The region “is a target area for a lot of businesses,” adds Mr. Shasho, an agent for 21 years, 18 of them with Baldus. “People have finally figured out where we are and that we are not that far from D.C.,” he says.

He ticks off Indian Head Naval Surface Weapons Center in Charles County, Calvert Cliffs Nuclear Power Plant in Calvert County, and “all those government contractors” in Lexington Park — part of St. Mary’s County — among the key employers driving the local economy.

To the west, Marcia Keeth, chief of community development services in Charles County, reports a similar surge in commercial real estate growth.

“We have several office parks in various development states,” she says. “That’s part of our goal: to create the infrastructure for business growth” and bring more jobs with higher-than-average wages — and preferably more residents, too — to the county.

“Right now, 60 percent of our work force is commuting to D.C. proper or the adjacent suburbs,” Ms. Keeth says. “Our goal is to reduce that — to create a reverse commute where people who live here can work here, too.”

In face of a rising inventory of homes in the three counties, developers are pushing hard to reach new buyers.

Brooke Kaine, a second-generation builder and the CEO of 55-year-old Kaine Homes, says that the company is putting a “renewed emphasis on the sales and marketing side of our business.”

“There is still a buyer out there,” says Mr. Kaine, whose communities include Covenant Creek, which contains some 30 homes currently, with one under construction, and is expected to top out at 51 homes.

“We are experiencing good sales. I know that’s not the norm right now, but we are still profitable,” Mr. Kaine says.

Mr. Kaine says that the Covenant Creek project marks the first time “a residential single-family subdivision has done community-wide landscaping. We spent close to $400,000 on landscape design and planting, including hiring a professional landscape architect.”

From 1990 to 2003, Calvert County was the fastest-growing county in the entire state, which unnerved planning officials. Kaine Homes and other builders working in the region have had to comply with the county’s 1997 goal of limiting buildout to 37,000 households.

When that target was first set, “we were around 24,000 households” strong, says Gregory Bowen, director of the Department of Planning and Zoning, based in Prince Frederick. “Throughout the ‘90s, we were building almost a new school a year, and for a county of our size, that was a tremendous financial burden.”

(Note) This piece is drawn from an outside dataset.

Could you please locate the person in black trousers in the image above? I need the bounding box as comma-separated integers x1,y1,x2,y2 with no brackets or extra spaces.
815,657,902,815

“Now some of our schools are getting older, and we are in the process of replacing them,” Mr. Bowen says. “By virtue of the fact that we have slowed residential growth dramatically, it gives us a chance to look at other public needs,” such as fire stations and libraries.

The county is “getting a handle” on its growth, Mr. Bowen says, noting that relations with developers have remained positive. “We have a number of quality builders in the county that are looking to build a nice product,” he says.

While the cap on the number of households has sometimes meant “that they have had to look elsewhere” for new areas to develop, “we also realize that housing as a whole is a cyclical thing.”

Ms. Robinson, the RE/MAX agent, had attributed some of the recent residential sales slowdown to pre-election uncertainty. Now that the elections are over, she predicts that some buyers will come off the sidelines, spurred on in part by incentives some builders are throwing in to sweeten the deal.

“Sellers are offering closing help in the form of dollars, as well as bells and whistles such as soaking tubs,” says Ms. Robinson, who moved to the area in 1973, she says, to have “more space and better air.”

“Any community here would be good for raising children,” she says, adding that she works primarily with retirees and first-time buyers. With an approximate price range of $300,000 to $600,000, homes here offer “something for everybody.”

“And you can get into Washington in under an hour,” she adds.